SEARCHING FOR SINGULARITIES IN NAVIER-STOKES FLOWS USING VARIATIONAL OPTIMIZATION METHODS
In the presentation we will discuss our research program concerning the search for the most singular behaviors possible in viscous incompressible flows. These events are characterized by extremal growth of
various quantities, such as the enstrophy, which control the regularity of the solution. They are therefore intimately related to the question of possible singularity formation in the 3D Navier-Stokes system, known as the hydrodynamic blow-up problem. We demonstrate how new insights concerning such questions can be obtained by formulating them as variational PDE optimization problems which can be solved computationally using suitable discrete gradient flows. More specifically, such an optimization formulation allows one to identify
"extreme" initial data which, subject to certain constraints, leads to the most singular flow evolution.

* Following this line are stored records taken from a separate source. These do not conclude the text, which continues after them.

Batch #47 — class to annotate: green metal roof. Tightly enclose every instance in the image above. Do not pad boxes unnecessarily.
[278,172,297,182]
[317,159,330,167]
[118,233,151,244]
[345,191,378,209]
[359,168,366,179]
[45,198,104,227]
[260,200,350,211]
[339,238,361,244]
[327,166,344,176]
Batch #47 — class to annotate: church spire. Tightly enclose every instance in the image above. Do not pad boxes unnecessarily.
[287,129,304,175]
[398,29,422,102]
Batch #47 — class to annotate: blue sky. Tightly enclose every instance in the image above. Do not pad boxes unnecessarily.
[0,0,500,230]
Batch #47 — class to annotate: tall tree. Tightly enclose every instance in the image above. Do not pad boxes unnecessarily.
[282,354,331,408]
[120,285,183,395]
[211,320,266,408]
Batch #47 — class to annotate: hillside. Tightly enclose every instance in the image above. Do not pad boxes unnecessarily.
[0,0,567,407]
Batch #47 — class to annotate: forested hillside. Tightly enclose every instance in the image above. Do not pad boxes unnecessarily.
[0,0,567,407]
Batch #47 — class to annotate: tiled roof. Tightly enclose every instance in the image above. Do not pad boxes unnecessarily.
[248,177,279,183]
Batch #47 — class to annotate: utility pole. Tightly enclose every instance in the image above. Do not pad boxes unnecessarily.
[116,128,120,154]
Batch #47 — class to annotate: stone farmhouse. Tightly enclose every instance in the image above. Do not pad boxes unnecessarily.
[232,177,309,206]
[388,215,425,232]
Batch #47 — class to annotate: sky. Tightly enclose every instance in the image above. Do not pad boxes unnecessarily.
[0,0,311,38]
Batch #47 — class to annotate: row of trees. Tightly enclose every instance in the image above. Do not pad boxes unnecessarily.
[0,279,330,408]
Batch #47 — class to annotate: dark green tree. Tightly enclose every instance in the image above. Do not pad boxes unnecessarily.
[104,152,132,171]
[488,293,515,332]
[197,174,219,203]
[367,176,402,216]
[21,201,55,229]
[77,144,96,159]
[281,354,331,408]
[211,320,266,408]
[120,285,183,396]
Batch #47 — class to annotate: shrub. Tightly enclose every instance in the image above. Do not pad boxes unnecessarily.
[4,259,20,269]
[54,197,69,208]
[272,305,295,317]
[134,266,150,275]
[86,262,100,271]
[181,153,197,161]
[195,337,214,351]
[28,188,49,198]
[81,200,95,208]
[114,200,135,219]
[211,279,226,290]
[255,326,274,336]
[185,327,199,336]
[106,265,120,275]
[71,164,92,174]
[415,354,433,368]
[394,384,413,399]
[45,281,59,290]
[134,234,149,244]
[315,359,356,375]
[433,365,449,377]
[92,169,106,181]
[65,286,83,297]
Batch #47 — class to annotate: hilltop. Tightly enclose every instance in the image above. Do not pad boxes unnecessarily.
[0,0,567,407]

In offering a systematic approach to finding flow solutions which may saturate known estimates, the proposed paradigm provides a bridge between mathematical analysis and scientific computation. In particular, it makes it possible to determine whether or not certain mathematical estimates are "sharp", in the sense that they can be realized by actual vector fields, or if these estimates may still be improved. In the presentation we will review a number of results concerning 1D and 2D flows characterized by the maximum possible growth of different Sobolev norms of the solutions. As regards 3D flows, we focus on the enstrophy which is a well-known indicator of the regularity of the solution. We find a family of initial data with fixed enstrophy which leads to the largest possible growth of this quantity at some prescribed final time. Since even with such worst-case initial data the enstrophy remains finite, this indicates that the 3D Navier-Stokes system reveals no tendency for singularity formation in finite time.